Artist’s impression of APL’s Lunar Vertex rover. In the future lunar economy, foundries could recycle scrap metal from similar scientific hardware after the end of its useful life. Credit: Johns Hopkins APL/Lunar Outpost/Ben Smith

Within the decade, NASA plans to return humans to the moon and begin constructing the lunar surface infrastructure that will allow prolonged exploration and future commercial missions.

The Lunar Surface Innovation Consortium led by the Johns Hopkins University Applied Physics Laboratory in Laurel has spent the last four years laying groundwork on Earth to make it all happen.

At the LSIC’s 2024 Spring Meeting in April, representatives from international space agencies and their commercial partners gathered at APL to share progress, network, and learn from each other.

“I’ve been excited about the idea of working with the international community to make sure when we go back to the moon we do it together with all of humanity,” said Rachel Klima, director emeritus of the LSIC. “We’re not going as the United States to plant a flag, but to help humanity expand into the solar system.”

The goal of NASA’s ongoing Artemis campaign is to advance exploration of the moon and ultimately Mars, driving scientific discovery and technological advancement.

“We will learn to live and work on another world,” said Jim Free, NASA’s associate administrator. “Investigations in deep space will enhance our understanding of the universe and our place in it. What is done, how it’s accomplished and who participates will affect our world quality of life and humanity’s future.”

Demonstrated market

Ben Bussey, chief scientist for Texas-based Intuitive Machines, said roughly 50% of the past and planned lunar payloads consigned to his company and Astrobotic of Pittsburgh are commercial, demonstrating market demand for commercial lunar landers.

“We’re now seeing space agencies come directly to us rather than going through NASA,” he said.

Beyond the landers, the Defense Advanced Research Project Agency’s 10-year Lunar Architecture Capability Study, dubbed LunA-10, is aimed at moving from isolated scientific efforts to shareable, scalable, inter-operational systems that minimize the lunar footprint.

“At the fall meeting we unveiled a consortium of LunA-10 performers organized into key services that we thought might be able to be monetized over the next 10 years,” said Michael Nayak, DARPA’s Strategic Technology Office program manager.

Those areas include power, mining and construction, transit and mobility, communications, and position, navigation and timing capabilities.

Among other capabilities, the lander node proposed by Blue Origin Enterprises could provide power wirelessly to mobile users, Nayak said.

Cislunar Industries is developing a foundry to process aluminum and iron extracted from regolith and also recycle scrap metal from defunct lunar hardware, he added, while Austin-based ICON is developing a process to construct lunar landing pads and Northrop Grumman is working on a lunar railway concept. 

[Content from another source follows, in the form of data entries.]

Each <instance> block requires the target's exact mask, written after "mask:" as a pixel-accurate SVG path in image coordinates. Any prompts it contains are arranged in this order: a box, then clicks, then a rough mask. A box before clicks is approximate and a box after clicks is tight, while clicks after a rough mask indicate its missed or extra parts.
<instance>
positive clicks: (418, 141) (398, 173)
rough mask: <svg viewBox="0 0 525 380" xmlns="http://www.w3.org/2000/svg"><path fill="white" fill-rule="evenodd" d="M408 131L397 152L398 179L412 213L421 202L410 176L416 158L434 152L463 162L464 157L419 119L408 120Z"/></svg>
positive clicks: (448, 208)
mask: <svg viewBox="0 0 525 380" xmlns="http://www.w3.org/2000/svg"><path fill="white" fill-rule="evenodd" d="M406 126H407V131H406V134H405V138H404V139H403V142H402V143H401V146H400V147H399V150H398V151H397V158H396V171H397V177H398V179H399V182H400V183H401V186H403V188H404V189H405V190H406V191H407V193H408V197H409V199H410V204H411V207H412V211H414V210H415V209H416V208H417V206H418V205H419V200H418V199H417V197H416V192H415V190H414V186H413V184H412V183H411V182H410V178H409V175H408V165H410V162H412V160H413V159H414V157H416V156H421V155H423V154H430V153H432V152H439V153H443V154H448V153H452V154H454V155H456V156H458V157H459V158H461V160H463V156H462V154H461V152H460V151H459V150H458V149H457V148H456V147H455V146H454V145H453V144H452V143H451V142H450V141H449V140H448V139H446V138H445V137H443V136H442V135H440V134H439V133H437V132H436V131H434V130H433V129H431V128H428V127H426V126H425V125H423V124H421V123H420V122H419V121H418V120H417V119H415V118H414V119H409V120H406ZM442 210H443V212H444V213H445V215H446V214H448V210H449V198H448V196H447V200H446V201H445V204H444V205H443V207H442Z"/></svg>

Even before lunar exploration gets underway, Nayak said innovative thought is going into the possibilities for materials reuse and repurposing, and the choreography of activities to ensure that any heat generated as a byproduct in one process gets put to use in other processes that need it.

Showcasing technology

A wide range of partner companies highlighted their products and services during the LSIC Spring Meeting’s technology showcase.

Vlada Stimenkovic, senior director of Space Resources for Blue Origin, said the Blue Alchemist technology his company is developing will utilize regolith to build solar panels and aluminum wire.

Madison Feehan, founder and CEO of Space Copy, reported on her company’s progress in lunar additive manufacturing that uses regolith for precision tooling and the construction of 3D printed parts.

AJ Gemer, cofounder of Colorado-based Lunar Outpost, said two of his company’s lunar rovers will launch on upcoming Intuitive Machines missions later this year. One will support APL’s Lunar Vertex lander, which will investigate the swirling patterns of light and dark material at the moon’s Reiner Gamma location.

“We worked with an APL team to get that rover through integration and testing, and delivered it to Intuitive Machines earlier this year,” Gemer said.  

Other technologies were highlighted in presentations by Mission Control of Canada, which operates a reconfigurable lunar landscape laboratory used for autonomous robotics testing; and Motive Space Systems’ robotic Cold Operable Lunar Deployment Arm, which can operate in temperatures below 100 degrees Kelvin without heaters.

Framework first

Elizabeth Hyde, an aerospace engineer with the U.S. Geological Survey, represented the LunA-10 government integration team and presented a framework of what a possible lunar economy could look like.

“Everybody likes to ask, ‘What is the gold nugget?’” Hyde said. “What I will say is that before gold was discovered [in California and Alaska], other economic drivers built the infrastructure first and made it easier for the rush to begin when gold actually was discovered.”

With that in mind, she said, the initial economic framework will be built around the extraction of oxygen and water.

“We’re not claiming what’s going to go beyond that,” Hyde said. “Any market that pops up after that will be able to use this infrastructure. [A] sustainable lunar economy will be economically positive, converging to a state with little up-mass from Earth, and will be cooperative, international, and interoperable.”